The famous treasure site island off the eastern coast of Nova Scotia is for sale, complete with flooded money pit, where treasure hunters have spent many treasures worth of fortunes trying to find something allegedly buried there in the 17th century. The treasure is believed to lie deep underground beneath multiple layers of oak planking, and to have been booby-trapped with a complex, and brilliantly engineered, system of tunnels designed to flood with seawater any recovery effort attempted by parties not privy to the secret. The first treasure-hunters to excavate on Oak Island found when they came back to work the following day that their diggings had flooded overnight to sea level. No one since has managed to close the money pit’s connection to the Atlantic Ocean, and therefore no one has managed to pump out the water and dig down to what is thought to be the level of the treasure.

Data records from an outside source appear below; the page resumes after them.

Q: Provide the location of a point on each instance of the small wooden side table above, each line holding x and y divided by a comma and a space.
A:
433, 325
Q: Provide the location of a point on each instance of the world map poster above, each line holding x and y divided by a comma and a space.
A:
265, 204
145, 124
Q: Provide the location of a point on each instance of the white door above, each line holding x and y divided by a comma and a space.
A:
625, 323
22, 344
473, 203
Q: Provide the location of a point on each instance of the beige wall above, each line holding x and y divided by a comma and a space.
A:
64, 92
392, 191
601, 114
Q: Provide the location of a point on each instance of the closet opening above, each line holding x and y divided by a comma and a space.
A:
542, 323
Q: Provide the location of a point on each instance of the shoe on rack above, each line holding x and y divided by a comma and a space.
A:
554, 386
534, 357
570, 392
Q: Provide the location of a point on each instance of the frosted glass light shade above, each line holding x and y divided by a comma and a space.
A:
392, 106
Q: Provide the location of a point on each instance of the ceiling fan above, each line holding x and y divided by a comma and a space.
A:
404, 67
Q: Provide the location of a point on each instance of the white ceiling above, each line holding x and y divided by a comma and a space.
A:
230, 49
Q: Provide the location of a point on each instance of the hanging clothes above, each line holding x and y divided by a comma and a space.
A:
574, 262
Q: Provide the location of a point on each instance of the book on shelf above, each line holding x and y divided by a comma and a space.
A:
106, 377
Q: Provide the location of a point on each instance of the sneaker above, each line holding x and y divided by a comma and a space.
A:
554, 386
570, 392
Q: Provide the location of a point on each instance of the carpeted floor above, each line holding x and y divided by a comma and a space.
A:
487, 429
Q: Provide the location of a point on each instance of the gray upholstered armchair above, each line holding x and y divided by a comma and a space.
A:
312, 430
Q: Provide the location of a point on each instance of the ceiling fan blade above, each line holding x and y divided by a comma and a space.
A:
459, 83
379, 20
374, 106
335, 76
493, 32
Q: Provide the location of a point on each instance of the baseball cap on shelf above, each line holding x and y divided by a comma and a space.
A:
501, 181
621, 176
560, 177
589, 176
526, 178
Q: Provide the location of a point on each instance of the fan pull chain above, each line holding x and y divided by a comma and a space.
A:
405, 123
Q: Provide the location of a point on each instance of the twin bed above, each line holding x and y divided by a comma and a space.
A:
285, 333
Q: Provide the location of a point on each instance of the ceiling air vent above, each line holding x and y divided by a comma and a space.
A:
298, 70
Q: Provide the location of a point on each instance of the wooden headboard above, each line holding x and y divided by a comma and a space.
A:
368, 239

Unsuccessful attempts to extract the treasure pit’s contents have gone on since its discovery in 1795, and participants have included Franklin Delano Roosevelt.
One of many web-sites detailing the legend and history of the Oak Island treasure pit.
It’s good that you offered some qualification – “…is believed…” – because that hoary old myth of Oak Island is factually wrong in every regard. It started as ‘treasure scrying’ – fake divination – in the early 19th century, by conmen who’d done the same in New England. Then a bunch of Freemasons in Nova Scotia took over and turned the whole thing into a copy of one of their rites – the Royal Arch of Enoch. The motive was to sell shares in a series of treasure hunting companies, mainly to other Masons. That’s why the whole tale is a fraud.
I wouldn’t care to invest in a recovery attempt myself.
John Bartram is a fraud, Oak Island is not.
When the parchment with the letters `VI` was brought up from a depth of 154ft below Oak Island it became FACT that the island was used by man for some form of storage, this parchment still exsists as PROOF that at some point in time a man/men dug to an exceptional depth in order to conceal something valuable.
It is therefore a treasure hunt and not some money making scheme.
And i think it is safe to say that Masons generaly speaking do not go around ripping other Masons off.
Next youll be telling us that the log platforms every ten feet were cause by falling trees!
Yes, John Bartram appears to be a fraud as indicated by another poster above, He has lied, twisted the truth and made up his own ludicrous history of Oak Island. His absurd and incoherent attacks against anyone even remotely associated with this enigma has been just this side of slanderous. He has a big mouth with a lot to say that is mostly hyperbole and self riotous incoherent rants. That is why his web site was taken “off line” by the provider.
The above attacks on John Bartram’s character by defenders of the Oak Island orthodoxy are acts of character assassination designed to dismiss objective evidence these people find inconvenient. These personal attacks are reprehensible, unprofessional, and unpardonable.
If these people have objective evidence in support of the Money Pit story, they should present it rather than deride the character of those people with whom they disagree. When challenged, they invariably run away rather than engage in such debate.
Incidentally (for Vincent) — if a piece of parchment was brought up from the depths in the mid 19th century, it can just as easily be attributed to debris dumped into the pit during earlier expeditions. Since that time, each expedition has been unearthing the garbage and debris left behind by its predecessors.
Also, the fact that a piece of such material exists today does not mean it’s the same piece of material…Oak Island was not exactly managed by professional archaeologists who catalogued and preserved evidence.